Персонал посольства прибыл в Буэнос-Айрес 31 августа 1946 года на борту парохода «Академик Крылов». Юрий Папоров, писатель и разведчик, вспоминал о том, как формировался состав будущего посольства: «И когда генерал Перон, пришедший к власти в Аргентине, предложил установить с Советским Союзом дипломатические отношения, Сталин на его телеграмме написал: «Оформить посольство в течение месяца». Это было в мае 1946 года, кадров было мало, и оформить посольство в такой короткий срок было невозможно. Наскребли, как говорится, по сусекам, взяли бывшего посла из Голландии, консул приехал из Уругвая… Таким образом, я в двадцать один год оказался атташе в Аргентине»[131].

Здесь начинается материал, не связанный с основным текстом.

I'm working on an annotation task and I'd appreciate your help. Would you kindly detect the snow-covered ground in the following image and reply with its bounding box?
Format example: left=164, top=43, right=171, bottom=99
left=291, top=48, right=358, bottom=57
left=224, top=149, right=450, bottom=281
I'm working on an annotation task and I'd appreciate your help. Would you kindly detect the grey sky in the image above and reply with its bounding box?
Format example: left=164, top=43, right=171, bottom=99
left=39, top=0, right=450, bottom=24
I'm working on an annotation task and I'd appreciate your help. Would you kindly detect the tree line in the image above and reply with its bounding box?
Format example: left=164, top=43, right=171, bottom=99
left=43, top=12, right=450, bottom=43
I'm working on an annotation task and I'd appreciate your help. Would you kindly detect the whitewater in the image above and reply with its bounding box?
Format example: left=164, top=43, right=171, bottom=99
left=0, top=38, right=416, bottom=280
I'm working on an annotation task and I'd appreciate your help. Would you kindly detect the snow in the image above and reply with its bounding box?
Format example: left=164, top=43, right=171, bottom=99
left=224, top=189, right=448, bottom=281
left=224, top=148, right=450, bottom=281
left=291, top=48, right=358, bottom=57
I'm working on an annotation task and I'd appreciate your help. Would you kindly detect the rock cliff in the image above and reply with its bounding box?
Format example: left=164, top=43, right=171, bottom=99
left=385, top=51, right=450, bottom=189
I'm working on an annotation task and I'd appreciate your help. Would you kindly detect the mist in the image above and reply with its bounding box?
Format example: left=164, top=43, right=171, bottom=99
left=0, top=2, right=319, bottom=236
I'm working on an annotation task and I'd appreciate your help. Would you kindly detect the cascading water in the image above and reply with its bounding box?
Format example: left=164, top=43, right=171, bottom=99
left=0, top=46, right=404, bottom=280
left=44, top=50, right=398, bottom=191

За день до прибытия «Академика Крылова» газета компартии «Ла Ора» на первой полосе опубликовала портрет Сталина и адрес магазина, где можно было купить советские флаги.
Из аргентинских официальных лиц посла Михаила Григорьевича Сергеева в порту приветствовал Альберто Виньес, шеф протокола правительства. Из соотечественников Сергеева встречал торгпред Шевелев, его заместитель Лакс, другие сотрудники торгпредства. Ни на шаг не отходил от Сергеева корреспондент ТАСС Дашкевич. Аргентинские журналисты упомянули в репортажах дипломата Рябова, который «до последнего времени работал в советском посольстве в Уругвае».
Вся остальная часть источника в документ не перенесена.